Analytic Derivation of the Halo Mass Function from the Non-Linear Cosmic Density Field

TL;DR

This paper derives the halo mass function from the non-linear cosmic density field using an excursion set approach that accounts for non-Gaussianity and correlations, aligning well with numerical simulations.

Contribution

It introduces a novel method to estimate the HMF directly from the non-linear density field, incorporating non-Gaussianity and density correlations, improving accuracy over previous models.

Findings

HMF estimates match numerical simulations when correlations are included.

The HMF depends weakly on the density threshold $\Delta$.
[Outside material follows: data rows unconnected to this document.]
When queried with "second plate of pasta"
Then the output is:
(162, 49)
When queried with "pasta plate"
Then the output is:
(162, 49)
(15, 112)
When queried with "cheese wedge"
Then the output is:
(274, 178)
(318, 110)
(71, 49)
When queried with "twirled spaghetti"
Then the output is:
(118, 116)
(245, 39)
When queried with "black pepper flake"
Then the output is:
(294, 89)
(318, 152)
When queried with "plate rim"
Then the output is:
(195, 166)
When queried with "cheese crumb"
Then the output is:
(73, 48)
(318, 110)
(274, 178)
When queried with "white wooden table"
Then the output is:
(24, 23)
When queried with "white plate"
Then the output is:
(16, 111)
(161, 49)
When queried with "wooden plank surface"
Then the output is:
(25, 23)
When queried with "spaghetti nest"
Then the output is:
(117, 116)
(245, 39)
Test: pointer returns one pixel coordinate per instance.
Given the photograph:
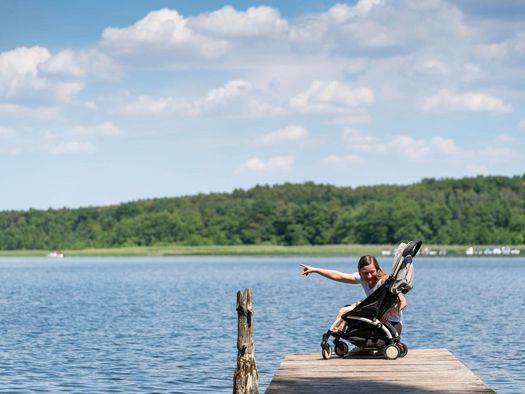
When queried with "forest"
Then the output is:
(476, 210)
Modeling the density distribution with Gaussian and lognormal components is effective.

Abstract

We estimate the halo mass function (HMF) by applying the excursion set approach to the non-linear cosmic density field. Thereby, we account for the non-Gaussianity of today's density distribution and constrain the HMF independent of the linear collapse threshold $\delta_{\textrm{crit}}$. We consider a spherical region as a halo, if its density today exceeds the virial overdensity threshold $\Delta$. We model the probability distribution of the non-linear density field by a superposition of a Gaussian and a lognormal distribution, which we constrain with the bispectrum of density fluctuations, predicted by the kinetic field theory description of cosmic structure formation. Two different excursion set approaches are compared. The first treats the density $\delta$ as an uncorrelated random walk of the smoothing scale $R$. The second assumes $\delta(R)$ to be correlated. We find that the resulting HMFs correspond well to the HMF found in numerical simulations if the correlation of $\delta(R)$ is taken into account. Furthermore, the HMF depends only weakly on the choice of the density threshold $\Delta$.